Сейчас Марина не помнила, что она тогда ответила подруге. Кажется, просто посмеялась, приняв ее "философские размышления" за желание блеснуть оригинальностью. Но, оставшись одна, Марина подумала: "Ну и наплела же Ларка! Настоящего, видите ли, в жизни не существует… Просто высота… Да я за эту высоту дралась бы сейчас так, как никогда ни за что не дралась! Что я видела в прошлом? Был Марк, был Зарубин, был Беседин… Словно разорвали меня на три части, опустошили, стала, как пустая раковина: подует ветер, загудит во мне что-то, но чужое загудит, своего ничего не осталось - ни голоса, ни души. Только сейчас вот и начала наполняться, только сейчас и поняла, как хорошо жить без тревог, без страхов… И будь оно неладно, будущее, только дураки и горемыки думают о нем день и ночь, день и ночь гадают: как оно там, впереди? А мне лучше, чем сейчас, не надо. Не хочу. Лишь бы хуже не было… А так, как сейчас, хоть всю жизнь. Пускай мое озерцо не колышется, хватит с меня и тех ветров, которые чуть в прорубь не унесли…"

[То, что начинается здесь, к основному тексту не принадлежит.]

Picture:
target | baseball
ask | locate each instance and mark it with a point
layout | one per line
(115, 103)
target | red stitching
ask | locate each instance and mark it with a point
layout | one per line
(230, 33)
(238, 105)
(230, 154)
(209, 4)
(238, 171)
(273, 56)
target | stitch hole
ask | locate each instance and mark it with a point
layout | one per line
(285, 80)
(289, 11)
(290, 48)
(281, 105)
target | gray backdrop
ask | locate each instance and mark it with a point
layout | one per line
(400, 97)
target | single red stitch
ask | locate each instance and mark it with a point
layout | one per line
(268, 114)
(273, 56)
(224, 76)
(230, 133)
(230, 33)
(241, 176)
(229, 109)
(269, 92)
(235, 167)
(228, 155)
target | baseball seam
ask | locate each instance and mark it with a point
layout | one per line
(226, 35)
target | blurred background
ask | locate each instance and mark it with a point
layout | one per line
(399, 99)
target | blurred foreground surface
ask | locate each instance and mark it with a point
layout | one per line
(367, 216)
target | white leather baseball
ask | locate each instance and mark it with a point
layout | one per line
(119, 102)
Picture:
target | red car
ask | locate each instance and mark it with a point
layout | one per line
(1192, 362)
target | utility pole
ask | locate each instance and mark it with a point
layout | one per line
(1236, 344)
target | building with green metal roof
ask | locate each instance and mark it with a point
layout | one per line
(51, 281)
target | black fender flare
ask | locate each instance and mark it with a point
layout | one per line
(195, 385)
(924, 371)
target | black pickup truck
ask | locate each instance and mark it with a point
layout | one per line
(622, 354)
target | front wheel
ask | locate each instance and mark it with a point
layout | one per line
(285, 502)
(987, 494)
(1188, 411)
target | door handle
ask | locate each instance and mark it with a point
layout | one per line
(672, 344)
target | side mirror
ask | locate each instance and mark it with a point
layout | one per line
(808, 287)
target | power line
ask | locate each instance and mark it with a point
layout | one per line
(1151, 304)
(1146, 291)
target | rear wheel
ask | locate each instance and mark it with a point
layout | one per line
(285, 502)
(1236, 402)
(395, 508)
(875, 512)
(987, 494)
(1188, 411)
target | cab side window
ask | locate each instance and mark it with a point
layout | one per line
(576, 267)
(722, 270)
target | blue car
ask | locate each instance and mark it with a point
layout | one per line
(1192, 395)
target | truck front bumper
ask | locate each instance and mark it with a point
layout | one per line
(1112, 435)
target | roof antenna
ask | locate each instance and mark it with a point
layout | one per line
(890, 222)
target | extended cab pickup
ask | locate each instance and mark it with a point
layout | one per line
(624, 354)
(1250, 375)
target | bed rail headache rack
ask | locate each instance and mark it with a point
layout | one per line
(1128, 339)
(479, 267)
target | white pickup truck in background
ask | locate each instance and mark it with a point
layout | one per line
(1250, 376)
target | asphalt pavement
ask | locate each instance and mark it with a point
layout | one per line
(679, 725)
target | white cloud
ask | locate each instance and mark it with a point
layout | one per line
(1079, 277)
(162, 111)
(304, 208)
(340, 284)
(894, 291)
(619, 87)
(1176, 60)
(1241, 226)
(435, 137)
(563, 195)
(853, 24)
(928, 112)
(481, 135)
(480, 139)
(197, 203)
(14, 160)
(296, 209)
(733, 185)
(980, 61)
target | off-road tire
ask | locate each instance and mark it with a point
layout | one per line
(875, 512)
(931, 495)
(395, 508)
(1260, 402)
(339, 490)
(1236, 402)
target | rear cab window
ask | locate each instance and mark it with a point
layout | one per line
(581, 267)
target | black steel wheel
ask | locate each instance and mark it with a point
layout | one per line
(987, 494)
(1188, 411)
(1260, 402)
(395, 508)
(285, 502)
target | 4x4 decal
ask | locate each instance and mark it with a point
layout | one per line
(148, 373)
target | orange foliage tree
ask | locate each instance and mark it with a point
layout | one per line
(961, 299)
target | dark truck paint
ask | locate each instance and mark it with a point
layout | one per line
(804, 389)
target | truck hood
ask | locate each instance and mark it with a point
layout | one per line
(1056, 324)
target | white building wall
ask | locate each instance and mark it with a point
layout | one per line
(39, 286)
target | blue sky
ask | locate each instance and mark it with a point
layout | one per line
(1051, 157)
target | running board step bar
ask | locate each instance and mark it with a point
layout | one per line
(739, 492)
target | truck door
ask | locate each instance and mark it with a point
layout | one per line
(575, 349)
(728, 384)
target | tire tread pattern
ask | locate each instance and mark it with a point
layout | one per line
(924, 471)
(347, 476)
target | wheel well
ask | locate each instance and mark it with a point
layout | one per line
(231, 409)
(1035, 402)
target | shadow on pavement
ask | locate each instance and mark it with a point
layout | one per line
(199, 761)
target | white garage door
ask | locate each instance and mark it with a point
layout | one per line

Наверное, было бы лучше, если бы в это время кто-нибудь спорил с Мариной, доказывая ей, что человек не может остановиться на одном месте. Тогда ей не пришлось бы доказывать этого самой себе, и она скорее распрощалась бы со своими иллюзиями. Но Марина ни перед кем не хотела откровенничать. Она боялась, что кто-то может разрушить ее маленький, только ей принадлежащий мирок. Так корабль, потерявший во время жестокого урагана паруса и мачты, ищет тихую бухту, чтобы залечить свои раны. Марина не уставала повторять: "Я сейчас по-настоящему счастлива. И ничего больше не хочу. Ни-че-го!"